2005 Resolution: ‘Give the Animals 5’
With the help of PETA supporters who held stock in Merck, this resolution called on the company to “Give the Animals 5”— replace five crude and cruel animal tests with state-of-the-art and scientifically valid non-animal methods that were already in use in other countries.
Despite its progressively worded “Animal Care and Use Policy,” Merck opposed our resolution. Nonetheless, PETA contacted Merck’s corporate secretary in a good-faith effort to establish a constructive dialog as an alternative to bringing our resolution forward at the company’s annual meeting. That discussion was brief and unproductive, as Merck refused to supply even the names of its representatives on the teleconference.
PETA’s resolution was brought to a vote at Merck’s annual meeting and received almost 35 million shares (2.8 percent).
2006 Resolution: Animal Welfare Policy
PETA submitted a resolution with Merck calling on the company to extend its animal welfare policy to include social and behavioral enrichment measures for the animals used both in-house and at contract testing laboratories.
The resolution was largely the result of the horrors uncovered in the independent contract testing laboratory Covance Inc., whose officials boasted that their clients included “just about every major company around the world.”
Merck published our resolution in its proxy materials, along with its opposition statement advising shareholders to vote against it.
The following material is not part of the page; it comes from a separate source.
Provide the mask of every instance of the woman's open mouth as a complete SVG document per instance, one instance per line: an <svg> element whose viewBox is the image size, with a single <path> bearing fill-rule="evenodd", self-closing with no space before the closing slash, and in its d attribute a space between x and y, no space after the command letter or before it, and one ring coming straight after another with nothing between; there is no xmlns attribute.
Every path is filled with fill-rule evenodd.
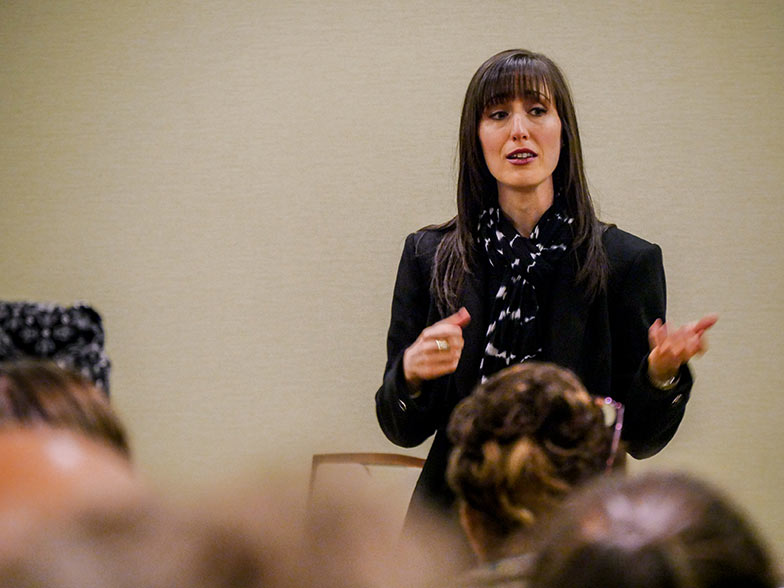
<svg viewBox="0 0 784 588"><path fill-rule="evenodd" d="M507 161L509 163L513 163L515 165L522 165L525 163L529 163L536 159L536 153L531 151L530 149L515 149L511 153L506 156Z"/></svg>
Our resolution garnered almost 5 percent of the vote (more than 66 million shares), which qualified it to be reintroduced in 2007.
2007 Resolution: Animal Welfare Policy
PETA re-filed the previous resolution with Merck for its 2007 annual shareholder meeting. Merck opposed our resolution, stating that the company already substantially implemented the elements of the proposal. Unfortunately, the Securities and Exchange Commission (SEC) ruled in Merck’s favor and PETA’s resolution did not appear in Merck’s proxy materials that year.
2011 Resolution: Transparency in Animal Use
PETA filed a resolution requesting that Merck issue an annual report disclosing the number and species of animals used in-house and at contract laboratories. Merck challenged our resolution, claiming that PETA did not supply sufficient evidence that we owned continuous stock in the company for one year. The SEC agreed with Merck that, as a result of Merck’s 2009 merger with Schering-Plough, PETA stock holdings were a few days short of the requirement, so PETA’s resolution did not appear in Merck’s proxy materials that year.
2012 Resolution: Transparency in Animal Use
Expanding upon PETA’s 2011 resolution calling for Merck to exhibit greater transparency in its use of animals in experiments, PETA’s 2012 resolution requested that the company’s board issue an annual report to shareholders disclosing the procedures that the company takes to ensure proper animal care in-house and at contract laboratories. Merck asked the SEC for permission to exclude our resolution, stating that the company already substantially implemented the elements of the proposal, and the SEC agreed. PETA filed a lawsuit against Merck to stop the company from excluding PETA’s resolution from its proxy materials, and a court affirmed the exclusion. The court ruled that PETA’s request for procedures to ensure proper animal care was substantially implemented by Merck’s animal-research policy, despite the fact that the broad policy included no specific procedures and had been so ineffective that Merck had been cited by the government for violations of the Animal Welfare Act’s minimal standards for the previous three years.